Given a string of digits, return the number of ways to decode it using mapping 1->A ... 26->Z. A naive recursion over splits is exponential.

Function signature

func NumDecodings(s string) int

Inputs / outputs

• s: digit string.
• Return: number of decodings.

Example

"12" -> "AB" or "L" -> 2
"226" -> "BZ", "VF", "BBF" -> 3
"06" -> 0 (leading zero invalid)

Constraints

• 0 <= len(s) <= 100_000

Core idea (near-solution)

DP on prefixes: dp[i] is the number of ways to decode s[:i].

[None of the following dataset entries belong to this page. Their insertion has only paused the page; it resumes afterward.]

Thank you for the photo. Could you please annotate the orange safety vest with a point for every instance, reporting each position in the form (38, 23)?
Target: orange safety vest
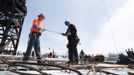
(37, 23)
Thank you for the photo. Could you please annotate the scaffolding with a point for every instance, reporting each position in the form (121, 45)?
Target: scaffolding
(12, 14)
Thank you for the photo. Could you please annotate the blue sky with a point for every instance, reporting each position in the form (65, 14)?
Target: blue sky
(90, 19)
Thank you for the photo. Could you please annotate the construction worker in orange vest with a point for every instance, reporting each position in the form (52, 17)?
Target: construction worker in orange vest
(34, 36)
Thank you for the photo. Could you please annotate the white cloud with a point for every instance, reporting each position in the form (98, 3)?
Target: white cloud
(122, 24)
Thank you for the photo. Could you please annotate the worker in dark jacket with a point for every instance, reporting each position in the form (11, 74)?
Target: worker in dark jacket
(73, 40)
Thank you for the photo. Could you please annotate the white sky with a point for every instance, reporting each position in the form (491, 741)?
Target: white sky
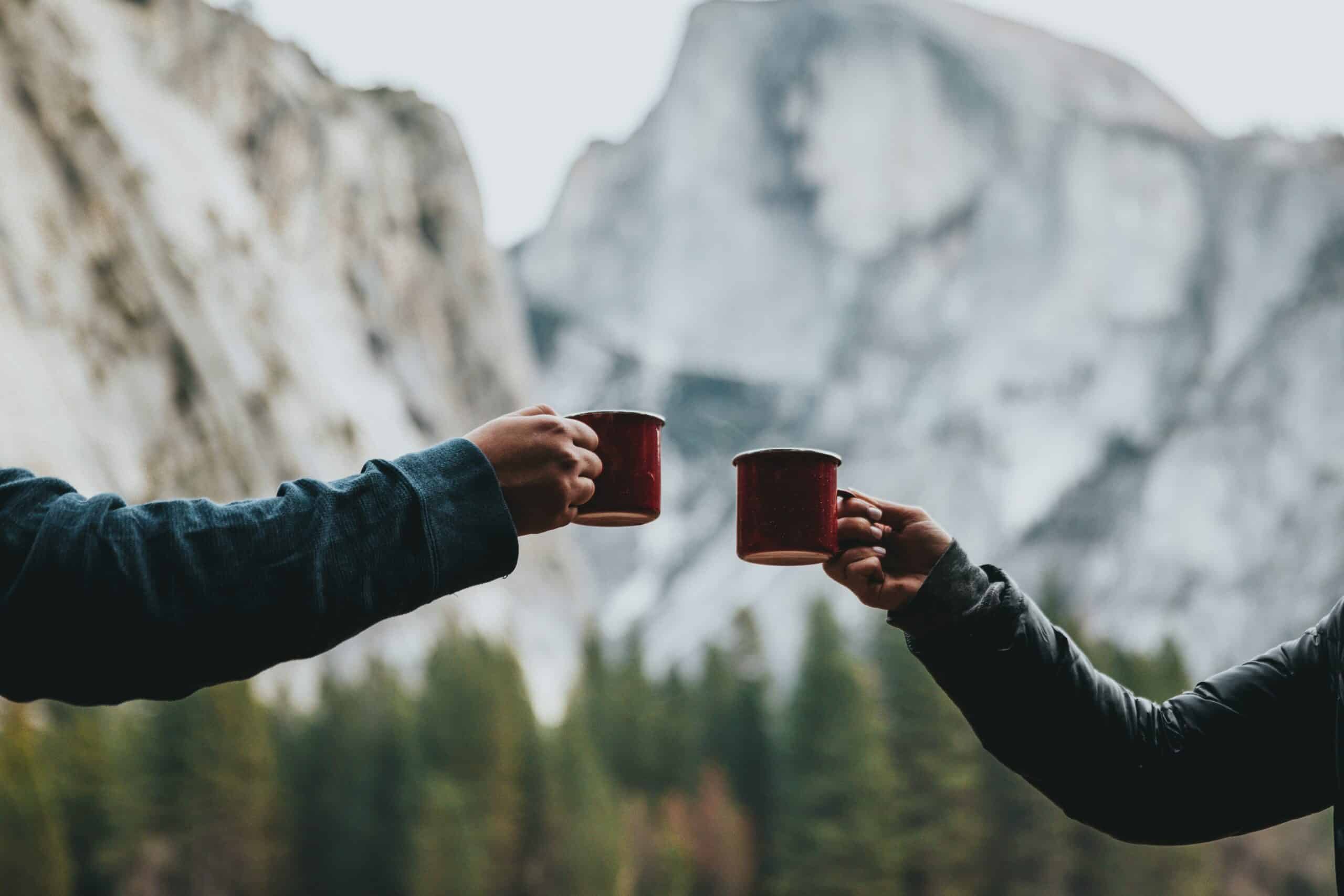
(531, 82)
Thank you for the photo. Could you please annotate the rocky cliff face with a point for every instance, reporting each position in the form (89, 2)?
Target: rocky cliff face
(219, 270)
(1006, 277)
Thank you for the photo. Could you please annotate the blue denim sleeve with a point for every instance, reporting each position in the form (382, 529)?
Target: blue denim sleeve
(101, 602)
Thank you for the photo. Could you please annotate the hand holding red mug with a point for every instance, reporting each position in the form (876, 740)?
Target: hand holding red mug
(886, 550)
(545, 464)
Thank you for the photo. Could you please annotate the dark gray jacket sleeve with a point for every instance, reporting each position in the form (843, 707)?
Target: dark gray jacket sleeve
(1247, 749)
(101, 602)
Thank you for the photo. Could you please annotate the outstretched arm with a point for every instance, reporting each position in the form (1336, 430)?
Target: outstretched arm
(102, 602)
(1245, 750)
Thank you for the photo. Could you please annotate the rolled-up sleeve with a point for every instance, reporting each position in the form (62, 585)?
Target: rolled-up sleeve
(104, 602)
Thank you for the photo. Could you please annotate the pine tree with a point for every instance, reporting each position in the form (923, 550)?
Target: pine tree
(474, 729)
(717, 693)
(80, 749)
(675, 749)
(212, 785)
(584, 820)
(632, 723)
(450, 855)
(939, 816)
(752, 762)
(839, 781)
(34, 852)
(353, 785)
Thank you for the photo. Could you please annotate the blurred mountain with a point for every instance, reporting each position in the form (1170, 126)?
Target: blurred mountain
(1006, 277)
(219, 270)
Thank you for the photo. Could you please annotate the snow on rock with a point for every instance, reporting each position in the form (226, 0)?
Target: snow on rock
(1007, 277)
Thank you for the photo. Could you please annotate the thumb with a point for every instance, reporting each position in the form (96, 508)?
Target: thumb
(537, 410)
(894, 515)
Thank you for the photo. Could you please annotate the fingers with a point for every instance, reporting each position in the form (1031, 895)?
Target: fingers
(860, 530)
(858, 508)
(860, 571)
(894, 515)
(582, 434)
(537, 410)
(582, 492)
(591, 464)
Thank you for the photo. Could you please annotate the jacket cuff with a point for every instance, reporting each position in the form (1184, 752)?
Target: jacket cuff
(953, 589)
(468, 524)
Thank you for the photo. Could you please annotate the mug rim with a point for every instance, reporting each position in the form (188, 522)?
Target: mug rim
(830, 456)
(644, 416)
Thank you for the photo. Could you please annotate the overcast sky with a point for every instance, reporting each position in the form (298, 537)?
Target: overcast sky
(530, 82)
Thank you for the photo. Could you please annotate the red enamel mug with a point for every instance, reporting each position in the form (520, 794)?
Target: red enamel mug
(629, 491)
(786, 505)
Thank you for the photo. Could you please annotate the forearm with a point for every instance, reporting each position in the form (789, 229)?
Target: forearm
(1242, 751)
(101, 602)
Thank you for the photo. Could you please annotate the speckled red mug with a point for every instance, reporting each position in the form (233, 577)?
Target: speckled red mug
(629, 491)
(786, 505)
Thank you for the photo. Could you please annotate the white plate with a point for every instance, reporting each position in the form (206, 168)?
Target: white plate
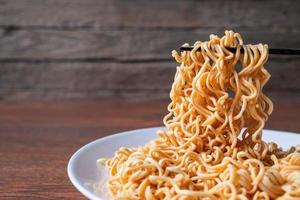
(85, 174)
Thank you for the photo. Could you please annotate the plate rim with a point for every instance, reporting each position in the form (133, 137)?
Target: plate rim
(75, 155)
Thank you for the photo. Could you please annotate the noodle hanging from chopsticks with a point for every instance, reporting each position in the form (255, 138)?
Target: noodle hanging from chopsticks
(214, 95)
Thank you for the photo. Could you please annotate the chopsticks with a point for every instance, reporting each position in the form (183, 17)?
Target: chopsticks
(271, 50)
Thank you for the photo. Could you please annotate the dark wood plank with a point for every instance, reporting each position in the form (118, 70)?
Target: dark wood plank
(119, 44)
(86, 80)
(38, 138)
(137, 80)
(275, 14)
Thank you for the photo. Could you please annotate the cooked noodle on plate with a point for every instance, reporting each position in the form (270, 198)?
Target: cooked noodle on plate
(200, 155)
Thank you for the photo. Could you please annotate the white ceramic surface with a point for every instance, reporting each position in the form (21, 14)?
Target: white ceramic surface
(86, 175)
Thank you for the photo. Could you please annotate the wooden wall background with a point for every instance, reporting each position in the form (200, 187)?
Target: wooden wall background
(79, 49)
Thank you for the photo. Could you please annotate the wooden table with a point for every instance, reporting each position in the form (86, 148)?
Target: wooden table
(38, 138)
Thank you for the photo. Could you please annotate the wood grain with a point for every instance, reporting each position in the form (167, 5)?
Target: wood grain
(119, 44)
(138, 80)
(64, 49)
(274, 14)
(38, 138)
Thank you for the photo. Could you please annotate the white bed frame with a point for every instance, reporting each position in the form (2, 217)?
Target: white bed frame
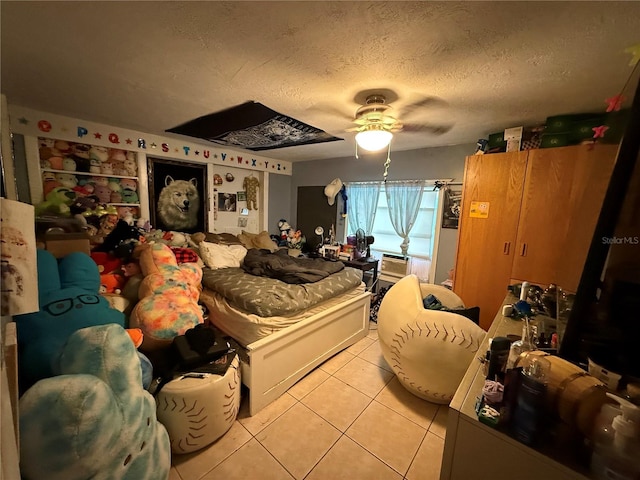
(278, 361)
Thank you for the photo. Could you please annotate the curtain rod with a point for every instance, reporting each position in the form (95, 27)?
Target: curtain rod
(448, 181)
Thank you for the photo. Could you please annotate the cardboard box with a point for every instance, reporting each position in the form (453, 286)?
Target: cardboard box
(62, 244)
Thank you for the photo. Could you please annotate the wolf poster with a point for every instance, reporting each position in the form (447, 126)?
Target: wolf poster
(178, 193)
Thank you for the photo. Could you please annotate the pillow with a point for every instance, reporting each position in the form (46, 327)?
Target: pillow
(217, 256)
(260, 240)
(222, 238)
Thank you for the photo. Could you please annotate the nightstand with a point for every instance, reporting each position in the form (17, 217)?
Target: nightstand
(366, 265)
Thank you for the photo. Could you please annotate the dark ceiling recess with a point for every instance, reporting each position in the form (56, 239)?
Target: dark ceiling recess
(253, 126)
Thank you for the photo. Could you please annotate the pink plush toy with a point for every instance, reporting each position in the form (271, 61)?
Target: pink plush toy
(169, 295)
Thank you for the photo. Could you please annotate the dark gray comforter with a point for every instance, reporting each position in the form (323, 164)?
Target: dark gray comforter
(268, 297)
(282, 266)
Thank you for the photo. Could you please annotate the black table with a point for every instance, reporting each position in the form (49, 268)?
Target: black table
(366, 265)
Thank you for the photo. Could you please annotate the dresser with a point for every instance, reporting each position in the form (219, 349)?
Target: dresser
(473, 450)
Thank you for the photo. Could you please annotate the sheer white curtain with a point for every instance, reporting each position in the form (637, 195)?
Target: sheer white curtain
(403, 200)
(362, 206)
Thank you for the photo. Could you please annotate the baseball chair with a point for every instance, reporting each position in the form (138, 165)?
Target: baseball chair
(428, 350)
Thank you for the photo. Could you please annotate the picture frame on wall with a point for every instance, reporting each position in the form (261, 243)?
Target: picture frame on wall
(227, 202)
(451, 206)
(178, 195)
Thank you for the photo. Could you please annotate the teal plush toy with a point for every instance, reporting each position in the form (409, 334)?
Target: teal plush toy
(69, 300)
(94, 421)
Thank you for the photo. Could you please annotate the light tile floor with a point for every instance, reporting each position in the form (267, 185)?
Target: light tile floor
(348, 419)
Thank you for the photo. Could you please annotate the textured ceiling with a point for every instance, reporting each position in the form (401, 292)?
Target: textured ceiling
(150, 66)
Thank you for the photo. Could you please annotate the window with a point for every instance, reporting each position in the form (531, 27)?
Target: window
(423, 236)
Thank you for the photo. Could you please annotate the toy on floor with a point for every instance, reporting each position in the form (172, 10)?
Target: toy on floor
(94, 420)
(168, 294)
(69, 300)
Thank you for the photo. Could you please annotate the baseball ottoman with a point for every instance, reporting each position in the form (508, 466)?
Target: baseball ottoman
(198, 408)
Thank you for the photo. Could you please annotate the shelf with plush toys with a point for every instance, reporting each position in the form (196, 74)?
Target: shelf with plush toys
(87, 175)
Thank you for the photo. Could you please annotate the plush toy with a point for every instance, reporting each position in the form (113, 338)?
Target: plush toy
(131, 164)
(116, 197)
(103, 192)
(114, 184)
(106, 168)
(106, 262)
(129, 196)
(101, 154)
(134, 277)
(285, 230)
(94, 165)
(69, 164)
(81, 150)
(49, 182)
(104, 181)
(57, 202)
(67, 179)
(62, 146)
(111, 283)
(169, 295)
(69, 300)
(176, 239)
(129, 184)
(56, 162)
(196, 238)
(94, 420)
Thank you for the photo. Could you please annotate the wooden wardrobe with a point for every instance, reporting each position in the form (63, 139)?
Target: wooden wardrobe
(528, 216)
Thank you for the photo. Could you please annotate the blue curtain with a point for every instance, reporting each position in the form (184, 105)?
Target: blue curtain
(362, 206)
(403, 199)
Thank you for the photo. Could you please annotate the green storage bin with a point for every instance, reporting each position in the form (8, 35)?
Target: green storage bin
(497, 140)
(552, 140)
(564, 123)
(583, 129)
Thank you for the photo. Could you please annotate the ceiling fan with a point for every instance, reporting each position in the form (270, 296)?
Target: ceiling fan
(376, 120)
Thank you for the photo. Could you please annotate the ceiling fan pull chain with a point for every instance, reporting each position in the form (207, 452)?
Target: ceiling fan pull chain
(386, 164)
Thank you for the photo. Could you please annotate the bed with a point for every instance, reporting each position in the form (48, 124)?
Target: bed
(282, 347)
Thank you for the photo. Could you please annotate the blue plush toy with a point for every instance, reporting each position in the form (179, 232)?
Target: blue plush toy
(69, 300)
(94, 421)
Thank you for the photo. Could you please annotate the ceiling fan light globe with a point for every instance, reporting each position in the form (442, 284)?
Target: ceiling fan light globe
(373, 140)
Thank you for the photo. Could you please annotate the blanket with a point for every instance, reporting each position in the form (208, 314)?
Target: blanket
(281, 266)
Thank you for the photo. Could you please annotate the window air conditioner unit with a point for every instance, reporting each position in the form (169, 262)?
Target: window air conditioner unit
(393, 267)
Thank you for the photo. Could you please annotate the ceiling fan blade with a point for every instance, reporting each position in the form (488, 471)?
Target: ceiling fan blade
(422, 103)
(432, 129)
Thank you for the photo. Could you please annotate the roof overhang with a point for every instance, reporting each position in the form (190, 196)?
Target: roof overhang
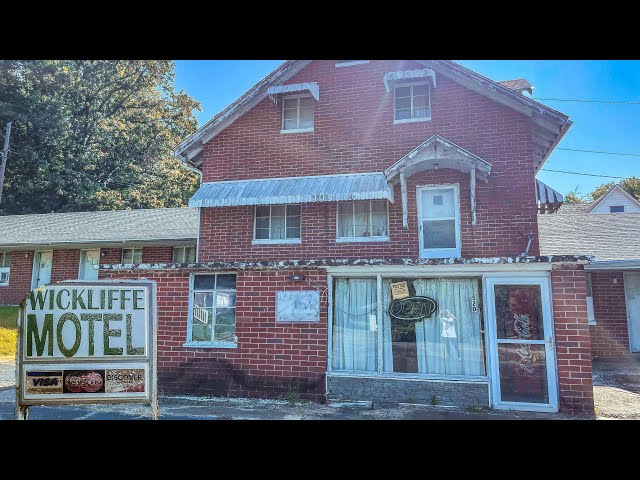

Invariant: dp[i] equals the total valid decodings for the prefix length i.

Algorithm (step-by-step)

1. If s is empty, return 0.
2. dp[0] = 1. dp[1] = 1 if s[0] != '0' else 0.
3. For i from 2..n:
   • If s[i-1] != '0', add dp[i-1].
   • If s[i-2:i] is between 10 and 26, add dp[i-2].
4. Return dp[n].

Correctness sketch

• Invariant: dp[i] equals the total valid decodings for the prefix length i.
• The DP state represents the optimal answer for a prefix or subproblem.
• The recurrence uses only previously solved states, preserving correctness.
• The final DP value (or max over DP) is the correct answer.

Trace (hand walkthrough)

Example input:
"12" -> "AB" or "L" -> 2
"226" -> "BZ", "VF", "BBF" -> 3
"06" -> 0 (leading zero invalid)

Walk:
- "12": dp1=1, dp2=2 (1,12)
- "226": dp1=1, dp2=2 (22), dp3=3 (26)
- "06": leading 0 -> dp1=0 -> 0 ways

Pitfalls to avoid

• Treating '0' as a valid single-digit decode.
• Missing the two-digit check for 10..26.
• Off-by-one in dp indexing.

Complexity

• Time: O(n).
• Extra space: O(1) with rolling variables.

Implementation notes (Go)

• Compute the two-digit value as (s[i-2]-'0')*10 + (s[i-1]-'0').